ARM anorectal manometry, DRE digital rectal examination, PRO patient-reported outcome, DRESS Digital Rectal Examination Scoring System, CRADI Colorectal Anal Distress Inventory, MMHQ Modified Manchester Health Questionnaire, CRAIQ Colorectal Anal Impact Questionnaire

aInverse (negative) correlations with the ARM and DRE measures represent a lower symptom burden, a lower impact on quality of life, a decreased number of leaks per day, and decreased pad changes per day with increases in ARM and DRE measures

bPositive correlations with the ARM and DRE measures represent higher numbers of accident-free days with increases in ARM and DRE measures

We found consistent correlations between impact on quality life PROs and squeeze DRE and ARM findings at baseline, but only DRE findings remained significantly correlated at 24 weeks (Table 3). Specifically, CRAIQ score inversely correlated with squeeze ARM pressures at baseline only (−0.145, p=0.01), whereas CRAIQ scores correlated inversely with squeeze DRESS scores at baseline (−0.133, p=0.02) and 24 weeks (−0.154, p=0.01). We found similar inverse correlations with MMHQ impact subscale scores and squeeze ARM pressures at baseline (−0.129, p=0.03). Similar to CRAIQ scores, MMHQ scores correlated inversely with squeeze DRESS scores at both baseline (−0.127, p=0.03) and 24 weeks (−0.260, p<0.001).
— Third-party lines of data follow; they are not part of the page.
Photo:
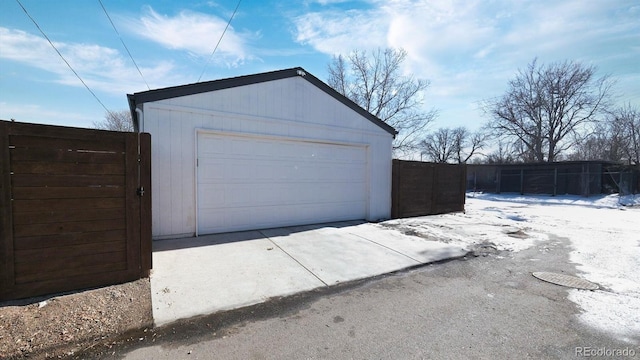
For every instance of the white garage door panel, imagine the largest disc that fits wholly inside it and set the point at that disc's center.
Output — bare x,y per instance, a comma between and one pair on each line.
249,183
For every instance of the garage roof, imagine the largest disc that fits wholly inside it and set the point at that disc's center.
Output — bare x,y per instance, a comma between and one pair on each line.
208,86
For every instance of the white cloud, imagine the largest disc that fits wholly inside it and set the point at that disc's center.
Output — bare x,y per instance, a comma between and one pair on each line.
35,114
195,32
102,68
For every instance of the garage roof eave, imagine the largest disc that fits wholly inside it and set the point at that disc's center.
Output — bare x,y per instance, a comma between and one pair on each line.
139,98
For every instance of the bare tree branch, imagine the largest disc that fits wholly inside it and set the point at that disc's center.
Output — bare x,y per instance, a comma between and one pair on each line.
116,121
546,107
375,82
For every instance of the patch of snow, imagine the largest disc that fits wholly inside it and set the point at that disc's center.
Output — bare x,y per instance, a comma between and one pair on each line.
604,232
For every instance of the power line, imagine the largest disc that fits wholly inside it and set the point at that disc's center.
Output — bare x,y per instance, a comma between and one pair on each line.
62,57
123,44
219,40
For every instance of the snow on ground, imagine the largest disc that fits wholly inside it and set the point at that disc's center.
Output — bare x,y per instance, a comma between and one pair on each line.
604,232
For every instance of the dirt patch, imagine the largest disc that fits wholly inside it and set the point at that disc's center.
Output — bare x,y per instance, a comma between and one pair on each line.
60,326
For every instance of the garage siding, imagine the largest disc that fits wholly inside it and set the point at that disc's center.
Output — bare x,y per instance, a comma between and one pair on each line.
290,107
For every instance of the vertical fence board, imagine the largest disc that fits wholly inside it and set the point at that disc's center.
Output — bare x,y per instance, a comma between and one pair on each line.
420,188
6,228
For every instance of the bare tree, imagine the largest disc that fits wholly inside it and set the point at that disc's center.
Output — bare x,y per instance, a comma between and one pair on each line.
115,121
546,106
452,145
376,83
616,138
440,146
From the bowel diary PROs, the average pad changes per day had the most consistent correlations with ARM and DRE findings across most timepoints. We found inverse correlations between average pad changes per day and higher squeeze ARM pressures at baseline (−0.135, p=0.02), 12 weeks (−0.135, p=0.03), and 24 weeks (−0.137, p=0.03), as well as higher squeeze DRESS scores at baseline (−0.122, p=0.03) and at 24 weeks (−0.192, p=0.002). Pad usage correlated inversely with resting ARM pressures (−0.133, p=0.02) only at baseline. We found less consistent findings for accident-free days and average leaks per day across other ARM and DRE findings. Leaks per day correlated with volume of first air sensation on ARM at baseline (0.120, p=0.04), 12 weeks (0.137, p=0.03), and at 24 weeks (0.168, p=0.009) and correlated inversely with squeeze ARM pressures at 12 weeks only (−0.160, p=0.01).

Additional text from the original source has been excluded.